With the recent release of Zimmerman’s 911 calls to Sanford, Florida dispatchers, there's a possibility that the family will finally find justice.
Zimmerman is the neighborhood watch volunteer in the Central Florida town of Sanford who on Feb. 26 shot and killed 17-year-old Trayvon Martin, who while visiting his father at his Orlando-area home, was walking home from the store.
Zimmerman claimed the teen started an altercation, and in fear for his own life, Zimmerman pulled a gun from his waistband and shot the teen. Martin was unarmed.
The family of Martin had demanded that tapes from 911 calls made by neighbors be released to help piece together what happened before, during and after the incident. Zimmerman’s tape was released late Friday.
The Miami Herald reported:
The 911 tapes released by police Friday show neighborhood watch captain George Zimmerman called in with a problem: there had been a few break-ins lately, and now there was another suspicious guy in his Retreats at Twin Lakes neighborhood.
He looked like he might be on drugs and “up to no good.”
“It’s raining. He’s just walking around, looking about,” Zimmerman told the dispatcher. “He’s just staring looking at all the houses.”
Later, he lamented: “These a**holes always get away.”

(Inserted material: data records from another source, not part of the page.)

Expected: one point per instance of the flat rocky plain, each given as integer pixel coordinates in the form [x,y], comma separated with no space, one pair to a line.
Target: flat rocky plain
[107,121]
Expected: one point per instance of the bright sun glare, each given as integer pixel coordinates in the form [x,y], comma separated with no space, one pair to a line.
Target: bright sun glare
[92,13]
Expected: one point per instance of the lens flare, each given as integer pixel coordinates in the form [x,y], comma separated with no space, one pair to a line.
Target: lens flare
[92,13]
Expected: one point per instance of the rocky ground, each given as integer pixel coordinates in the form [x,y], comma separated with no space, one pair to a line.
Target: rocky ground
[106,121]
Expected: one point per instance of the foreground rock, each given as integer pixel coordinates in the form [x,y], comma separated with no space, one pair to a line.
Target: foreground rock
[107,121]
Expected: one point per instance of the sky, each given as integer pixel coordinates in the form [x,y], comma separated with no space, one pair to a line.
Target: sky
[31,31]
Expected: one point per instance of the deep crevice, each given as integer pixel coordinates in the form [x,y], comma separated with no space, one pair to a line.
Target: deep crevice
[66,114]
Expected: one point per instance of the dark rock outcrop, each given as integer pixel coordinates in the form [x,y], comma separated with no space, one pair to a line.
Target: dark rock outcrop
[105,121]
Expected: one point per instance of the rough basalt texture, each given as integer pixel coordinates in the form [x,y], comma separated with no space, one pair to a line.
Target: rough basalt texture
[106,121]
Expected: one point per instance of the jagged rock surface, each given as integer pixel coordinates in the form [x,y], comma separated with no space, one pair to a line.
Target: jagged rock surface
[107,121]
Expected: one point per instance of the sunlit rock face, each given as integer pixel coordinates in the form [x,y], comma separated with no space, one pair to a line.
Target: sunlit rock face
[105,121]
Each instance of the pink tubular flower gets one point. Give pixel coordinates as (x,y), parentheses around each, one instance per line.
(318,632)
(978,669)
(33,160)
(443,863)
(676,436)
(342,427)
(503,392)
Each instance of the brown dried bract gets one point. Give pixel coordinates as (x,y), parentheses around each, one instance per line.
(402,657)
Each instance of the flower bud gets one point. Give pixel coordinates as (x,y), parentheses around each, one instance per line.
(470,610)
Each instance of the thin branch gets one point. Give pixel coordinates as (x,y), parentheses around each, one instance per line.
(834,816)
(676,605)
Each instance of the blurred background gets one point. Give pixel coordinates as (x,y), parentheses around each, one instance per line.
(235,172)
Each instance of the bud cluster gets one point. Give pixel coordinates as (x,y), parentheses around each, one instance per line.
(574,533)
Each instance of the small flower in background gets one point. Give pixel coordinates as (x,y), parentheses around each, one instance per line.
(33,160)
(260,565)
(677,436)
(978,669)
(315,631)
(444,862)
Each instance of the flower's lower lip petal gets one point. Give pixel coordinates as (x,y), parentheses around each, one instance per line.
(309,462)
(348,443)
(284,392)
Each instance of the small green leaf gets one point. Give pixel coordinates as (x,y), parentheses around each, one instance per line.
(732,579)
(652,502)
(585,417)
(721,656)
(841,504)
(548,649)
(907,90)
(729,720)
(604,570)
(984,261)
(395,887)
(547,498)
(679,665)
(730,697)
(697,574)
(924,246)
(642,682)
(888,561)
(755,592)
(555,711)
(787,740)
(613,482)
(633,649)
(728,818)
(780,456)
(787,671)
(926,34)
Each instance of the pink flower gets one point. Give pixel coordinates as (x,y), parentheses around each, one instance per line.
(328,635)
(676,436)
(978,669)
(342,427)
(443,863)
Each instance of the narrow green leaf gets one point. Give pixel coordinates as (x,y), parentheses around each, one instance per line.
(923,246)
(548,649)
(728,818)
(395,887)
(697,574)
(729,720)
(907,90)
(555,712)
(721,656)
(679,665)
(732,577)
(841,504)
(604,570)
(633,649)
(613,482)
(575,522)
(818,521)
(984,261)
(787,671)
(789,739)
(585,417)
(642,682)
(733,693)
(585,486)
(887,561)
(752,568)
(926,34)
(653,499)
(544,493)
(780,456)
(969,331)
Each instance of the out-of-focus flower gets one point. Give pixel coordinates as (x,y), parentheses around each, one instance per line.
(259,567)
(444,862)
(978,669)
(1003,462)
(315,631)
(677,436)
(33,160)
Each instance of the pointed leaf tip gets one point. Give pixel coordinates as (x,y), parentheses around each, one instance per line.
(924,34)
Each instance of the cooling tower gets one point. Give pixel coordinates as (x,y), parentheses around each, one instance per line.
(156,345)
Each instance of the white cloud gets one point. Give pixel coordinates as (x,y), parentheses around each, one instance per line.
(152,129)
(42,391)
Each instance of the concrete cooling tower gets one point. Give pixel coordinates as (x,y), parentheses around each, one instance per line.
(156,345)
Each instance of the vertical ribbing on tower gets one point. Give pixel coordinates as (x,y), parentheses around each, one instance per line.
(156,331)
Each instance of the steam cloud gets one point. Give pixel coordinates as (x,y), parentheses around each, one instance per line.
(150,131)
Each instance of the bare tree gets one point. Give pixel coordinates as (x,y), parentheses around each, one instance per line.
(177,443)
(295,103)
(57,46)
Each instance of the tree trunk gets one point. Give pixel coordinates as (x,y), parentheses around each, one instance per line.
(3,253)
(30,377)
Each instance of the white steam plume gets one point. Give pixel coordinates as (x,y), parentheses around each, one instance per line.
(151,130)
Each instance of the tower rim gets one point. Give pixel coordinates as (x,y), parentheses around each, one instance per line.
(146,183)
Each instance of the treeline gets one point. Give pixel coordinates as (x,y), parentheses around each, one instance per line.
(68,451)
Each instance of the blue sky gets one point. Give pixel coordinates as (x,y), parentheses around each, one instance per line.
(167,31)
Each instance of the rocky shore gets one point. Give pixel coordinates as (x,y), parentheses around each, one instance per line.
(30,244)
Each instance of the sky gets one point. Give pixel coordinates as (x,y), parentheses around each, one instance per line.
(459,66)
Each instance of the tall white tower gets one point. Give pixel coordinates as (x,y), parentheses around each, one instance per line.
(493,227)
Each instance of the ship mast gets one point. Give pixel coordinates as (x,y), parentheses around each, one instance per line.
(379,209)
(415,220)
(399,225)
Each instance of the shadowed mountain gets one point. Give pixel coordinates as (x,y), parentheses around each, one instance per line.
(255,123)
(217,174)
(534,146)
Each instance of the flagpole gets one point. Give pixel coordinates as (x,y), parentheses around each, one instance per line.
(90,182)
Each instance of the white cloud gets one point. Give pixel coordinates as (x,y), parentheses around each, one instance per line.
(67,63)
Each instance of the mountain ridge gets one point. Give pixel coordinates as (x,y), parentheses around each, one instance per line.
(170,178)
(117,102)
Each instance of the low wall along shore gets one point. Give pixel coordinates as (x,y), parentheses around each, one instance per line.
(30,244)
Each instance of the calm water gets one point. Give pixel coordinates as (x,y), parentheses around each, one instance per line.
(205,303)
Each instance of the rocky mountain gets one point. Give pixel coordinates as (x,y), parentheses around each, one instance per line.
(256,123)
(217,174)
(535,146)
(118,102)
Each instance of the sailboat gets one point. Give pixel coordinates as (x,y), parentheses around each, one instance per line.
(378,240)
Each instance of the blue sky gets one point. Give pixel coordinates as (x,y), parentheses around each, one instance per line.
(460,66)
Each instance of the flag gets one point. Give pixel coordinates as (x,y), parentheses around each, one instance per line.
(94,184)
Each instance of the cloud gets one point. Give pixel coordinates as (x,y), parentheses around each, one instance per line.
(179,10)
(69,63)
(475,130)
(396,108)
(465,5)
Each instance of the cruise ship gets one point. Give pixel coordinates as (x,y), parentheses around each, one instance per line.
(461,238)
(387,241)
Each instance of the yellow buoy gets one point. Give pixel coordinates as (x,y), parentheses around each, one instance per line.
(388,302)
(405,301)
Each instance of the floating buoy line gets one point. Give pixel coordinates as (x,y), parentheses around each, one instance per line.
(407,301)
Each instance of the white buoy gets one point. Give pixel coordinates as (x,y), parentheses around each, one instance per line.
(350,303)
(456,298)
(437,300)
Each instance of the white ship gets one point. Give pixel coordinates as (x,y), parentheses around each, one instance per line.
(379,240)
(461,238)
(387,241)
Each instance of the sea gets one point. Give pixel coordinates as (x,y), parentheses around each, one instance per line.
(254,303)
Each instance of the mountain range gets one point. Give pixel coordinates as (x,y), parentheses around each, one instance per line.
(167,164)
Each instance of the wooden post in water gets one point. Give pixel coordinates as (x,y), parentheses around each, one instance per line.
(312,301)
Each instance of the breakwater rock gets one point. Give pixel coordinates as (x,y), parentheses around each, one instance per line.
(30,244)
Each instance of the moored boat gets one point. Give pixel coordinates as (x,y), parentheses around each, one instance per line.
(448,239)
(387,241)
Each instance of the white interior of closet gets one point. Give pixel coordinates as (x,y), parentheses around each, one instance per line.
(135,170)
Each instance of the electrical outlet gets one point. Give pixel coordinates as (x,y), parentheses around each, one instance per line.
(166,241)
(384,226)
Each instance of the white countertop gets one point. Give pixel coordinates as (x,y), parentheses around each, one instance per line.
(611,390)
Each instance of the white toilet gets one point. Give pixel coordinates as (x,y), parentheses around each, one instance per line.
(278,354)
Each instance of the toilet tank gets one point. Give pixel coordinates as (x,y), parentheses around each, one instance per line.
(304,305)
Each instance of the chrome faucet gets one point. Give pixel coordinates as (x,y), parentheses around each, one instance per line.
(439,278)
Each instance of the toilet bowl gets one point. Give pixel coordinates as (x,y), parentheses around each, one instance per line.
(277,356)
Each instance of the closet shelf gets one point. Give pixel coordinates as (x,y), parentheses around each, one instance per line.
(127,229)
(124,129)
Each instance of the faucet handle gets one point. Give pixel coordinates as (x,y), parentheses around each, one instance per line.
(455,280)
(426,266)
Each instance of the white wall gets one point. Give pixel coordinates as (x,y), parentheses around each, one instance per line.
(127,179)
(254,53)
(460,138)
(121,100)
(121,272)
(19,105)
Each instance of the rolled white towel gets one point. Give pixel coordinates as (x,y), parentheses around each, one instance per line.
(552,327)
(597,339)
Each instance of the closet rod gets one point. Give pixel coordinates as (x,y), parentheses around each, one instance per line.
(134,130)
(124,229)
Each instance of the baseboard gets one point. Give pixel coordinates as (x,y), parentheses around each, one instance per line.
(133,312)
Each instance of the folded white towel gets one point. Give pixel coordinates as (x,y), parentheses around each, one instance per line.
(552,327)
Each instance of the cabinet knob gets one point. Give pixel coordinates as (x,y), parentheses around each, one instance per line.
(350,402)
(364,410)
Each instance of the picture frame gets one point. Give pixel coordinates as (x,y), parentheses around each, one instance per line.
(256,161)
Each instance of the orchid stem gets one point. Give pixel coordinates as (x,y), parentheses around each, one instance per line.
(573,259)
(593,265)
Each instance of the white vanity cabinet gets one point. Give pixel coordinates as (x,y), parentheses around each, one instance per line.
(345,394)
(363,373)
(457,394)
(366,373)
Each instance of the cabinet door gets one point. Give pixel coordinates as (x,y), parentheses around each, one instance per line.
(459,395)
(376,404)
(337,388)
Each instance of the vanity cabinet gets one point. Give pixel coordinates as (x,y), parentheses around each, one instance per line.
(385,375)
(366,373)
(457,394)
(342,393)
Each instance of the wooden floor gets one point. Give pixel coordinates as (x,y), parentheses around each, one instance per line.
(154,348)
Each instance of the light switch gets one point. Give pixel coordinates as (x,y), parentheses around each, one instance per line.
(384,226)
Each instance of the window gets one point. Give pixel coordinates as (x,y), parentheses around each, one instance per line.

In an interview this week with the Miami Herald, Police Chief Bill Lee said the 911 calls would prove the incident was not a case of racial profiling, because when asked whether the suspect was white or black, Zimmerman did not know. However, the recording clearly shows that when asked, Zimmerman said, “He looks black.” And then a few moments later, “He’s a black male.”
“This is amazing,” family attorney Natalie Jackson told the newspaper. “The police have been covering up from the start. The most alarming thing was hearing a 17-year-old pleading for his life and someone still pulling the trigger.”
She said calls from other witnesses who heard or saw the incident from their window appeared to back up their claim that it was Zimmerman who had the upperhand throughout the altercation. “Racism doesn’t make you go get a gun and shoot someone,” Jackson said. “Racism makes you profile them. What made him shoot was that he was one of them; he felt he was a cop.